In fact, Soros’ connection to the protests is indirect: His foundation has donated to groups that have supported pro-Palestinian efforts, including recent protests, according to its financial records. It has also given to groups that focus on fighting antisemitism, the records show. “We have never and will never pay protesters, nor do we coordinate, train, or advise participants or grantees on the advocacy tactics they choose to pursue,” said a spokesperson for the foundation.

Asked by the Times whether she was aware that the invocations of Soros are widely considered anti-Jewish in certain contexts, Van Duyne posted the questions and her response on X. In addition to funding “organizations that are driving antisemitism on college campuses,” she wrote, “Soros also funded the violent BLM movement, organizations who fought to defund the police, and helped elect pro-criminal district attorneys.”

And when conservative movers and shakers gathered in late February for the Conservative Political Action Conference, the annual homecoming of influential activists and politicians on the right, they were greeted this way: “Welcome to CPAC 2024, where globalism goes to die.”

Methodology

The Times used a variety of methods to examine the extent to which federal politicians have used language promoting antisemitic tropes.
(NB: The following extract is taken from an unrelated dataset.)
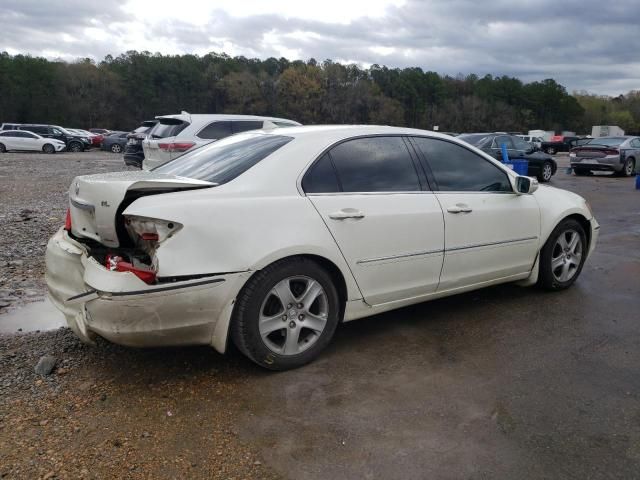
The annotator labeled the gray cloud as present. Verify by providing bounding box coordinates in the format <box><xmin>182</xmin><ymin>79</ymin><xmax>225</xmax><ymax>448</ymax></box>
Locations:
<box><xmin>0</xmin><ymin>0</ymin><xmax>640</xmax><ymax>94</ymax></box>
Reporters examined official news releases, congressional newsletters and posts on X (formerly Twitter) of every person who served in Congress over the past 10 years that contained the words “Soros,” “globalist” or “globalism” — terms widely accepted by multiple historians and experts on antisemitism as “dog whistles” that refer to Jews. Reporters read each message to determine if the terms were used in a way that echoed conspiracy theories about Jews. The Times used a similar process to analyze about five years of campaign emails from former President Donald Trump. The Times also examined congressional news releases, newsletters and posts on X for words and phrases that experts said could have antisemitic implications when used in conjunction with discussions of Israel. These included “from the river to the sea,” and variants of “colonial,” “Nazi” and “lobby.” Retweets or approving quotes of other messages were counted in the Times analysis, and repeated messages that used the same or very similar language were each tallied separately. Using computer analysis techniques that allow the examination of large amounts of text, the Times also analyzed extremist websites and podcasts to explore how they discussed Soros and globalists. The Anti-Defamation League provided transcripts of extremist and conspiracy-oriented podcasts that frequently mentioned Soros and globalists. Additional sources for congressional newsletters, congressional news releases and emails from the campaign of Trump: DCinbox, LegiStorm, congressional websites, Archive of Political Emails.